Der Leiter der „Evangelischen Zentralstelle für Weltanschauungsfragen“ Reinhard Hempelmann untersucht in der Herder Korrespondenz (10/2008 Verlag Herder Freiburg) die evangelikale Bewegung in Deutschland. Während die aus der Erweckungsbewegung hervorgegangenen Evangelikalen sich ursprünglich stark von ihrer Umwelt abgekapselt haben, sind sie seit den achtziger Jahren in den Vereinigten Staaten zu einem gewichtigen politischen Machtfaktor geworden. Ihre Endzeiterwartung mache sie zu einem Teil der „Pro-Israel-Lobbyisten“ und von daher auch zu Befürwortern des Irak-Krieges. In Deutschland sollen nach Schätzung des Verfassers 1, 3 Millionen Christen aus den evangelischen Landeskirchen und den Freikirchen den Evangelikalen nahestehen. Das Bild des Evangelikalismus sei aber keineswegs einheitlich. Das Spektrum reicht von der Bekenntnisbewegung „Kein anderes Evangelium“, der evangelischen Aktion „ProChrist“, über die „Deutsche Evangelische Allianz“, die „Alpha- Glaubenskurse“ für Erwachsene und die „Brüderbewegung“ bis zu den enthusiastischen Pfingstlern. Ziel der Erweckungsbewegung sei die „Wiederentdeckung urchristlicher Missionsdynamik und Gemeinschaftsbildung“. Innerhalb der katholischen Kirche habe sich pfingstliches Gedankengut in Form der „charismatischen Gemeindeerneuerung“ ausgebreitet. Wichtig ist, dass der Verfasser die Hauptrichtungen des Evangelikanismus nicht pauschal dem Fundamentalismus zurechnet. Mehr als unzulänglich ist der Versuch des Verfassers, den Fundamentalismus zu definieren: Unfehlbarkeit der wörtlich zu verstehenden Bibel, Kreationismus, „Homeschooling“, Wille zur politischen Einflussnahme, „elitäres Selbstverständnis“, Orientierung an „charismatischen Führergestalten.“

Als größte Gruppen der Evangelikalen werden die „Evangelische Allianz“, „die Gemeinschaftsbewegung“ und die „Lausanner Bewegung“ genannt, in denen sich Mitglieder der evangelischen Landeskirchen und der Freikirchen zusammengeschlossen haben. Darüber hinaus gibt es „bekenntnisorientierte“ Evangelikale: „Kein anderes Evangelium“ und die „Konferenz Bekennender Gemeinschaften“. Neben dem „missionarisch-diakonischen Typ“ gibt es die „pfingstlich-charismatischen“ Evangelikalen. Auch wenn es bisher keine gemeinsame theologische Basis der verschiedenen evangelikalen Gruppen untereinander gibt, so kennzeichnen sie doch bestimmte gemeinsame Merkmale wie die Betonung der Bekehrung und der religiösen Wiedergeburt, die ausgeprägte Bibelfrömmigkeit sowie das Sendungsbewusstsein und die zentrale Bedeutung des Gebets. Im Unterschied zur katholischen Kirche haben die Sakramente keinen sehr hohen Stellenwert.

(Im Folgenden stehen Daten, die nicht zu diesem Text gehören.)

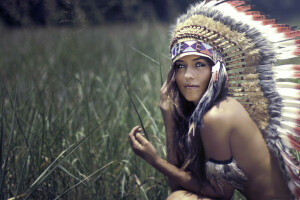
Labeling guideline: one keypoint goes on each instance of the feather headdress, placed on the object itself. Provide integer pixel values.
(252, 48)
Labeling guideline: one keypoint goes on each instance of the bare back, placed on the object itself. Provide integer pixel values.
(227, 132)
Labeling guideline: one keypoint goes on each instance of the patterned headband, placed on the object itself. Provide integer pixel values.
(194, 47)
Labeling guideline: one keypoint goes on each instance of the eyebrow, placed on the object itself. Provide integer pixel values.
(195, 59)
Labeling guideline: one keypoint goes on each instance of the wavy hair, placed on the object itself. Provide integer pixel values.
(188, 147)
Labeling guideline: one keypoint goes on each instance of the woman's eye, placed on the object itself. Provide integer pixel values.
(200, 64)
(179, 66)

Trotzdem beobachtet der Verfasser eine gestiegene Wertschätzung der katholischen Kirche bei den Evangelikalen: „Inzwischen sind von beiden Seiten zahlreiche gemeinsame Anliegen entdeckt worden, keineswegs nur in Fragen der Ethik (etwa Ehe, Familie, Homosexualität, Abtreibung): Durch seine Modernitäts- und Relativismuskritik spricht Benedikt XVI. vielen Evangelikalen aus dem Herzen, ebenso in den religionstheologischen Überlegungen von ,Dominus Iesus‘ und der Christozentrik vieler seiner Predigten.“ Den Evangelikalen gehe es dabei um eine „Gesinnungsökumene“, die im Interesse des Zeugnisses theologische Unterschiede zurückstellt. Ziel der Ökumene im Verständnis der Evangelikalen ist nach Meinung von Hempelmann nicht die „Gemeinschaft von Kirchen“, sondern „eine transkonfessionell orientierte Gesinnungsgemeinschaft auf der Basis gleichartiger Glaubenserfahrungen – und überzeugungen“.

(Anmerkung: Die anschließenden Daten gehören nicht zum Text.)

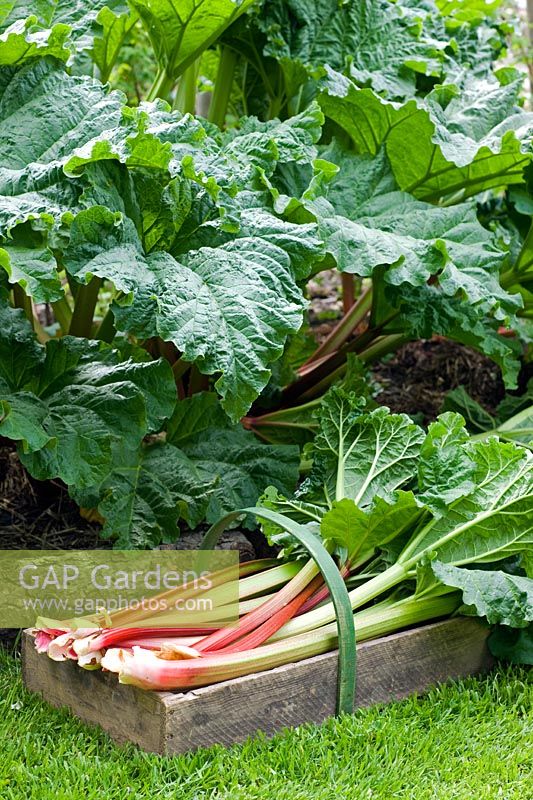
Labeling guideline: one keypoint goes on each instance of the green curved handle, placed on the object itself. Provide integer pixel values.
(339, 594)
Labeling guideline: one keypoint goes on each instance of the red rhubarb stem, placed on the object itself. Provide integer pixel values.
(225, 636)
(267, 629)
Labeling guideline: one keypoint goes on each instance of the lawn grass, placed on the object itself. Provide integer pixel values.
(471, 740)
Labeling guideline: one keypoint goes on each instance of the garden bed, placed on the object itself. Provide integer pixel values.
(391, 667)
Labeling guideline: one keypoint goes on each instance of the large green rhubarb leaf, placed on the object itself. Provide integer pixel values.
(458, 140)
(501, 598)
(368, 223)
(180, 30)
(376, 41)
(493, 521)
(242, 466)
(50, 17)
(228, 309)
(70, 404)
(34, 269)
(24, 39)
(464, 141)
(361, 532)
(359, 456)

Die abschließende Aussage des Verfassers ist die Frage, wer ein Christ sei. Sie „lässt sich angemessen nicht allein durch Bezugnahme auf eine besondere Frömmigkeitsform beantworten. Vielmehr ist anzuerkennen, dass es unterschiedliche authentische christliche Lebens- und Frömmigkeitsformen gibt.“ Hier offenbart sich allerdings das Grundsatzproblem des mangelnden Verständnisses von den Wesenseigenschaften der Kirche insgesamt.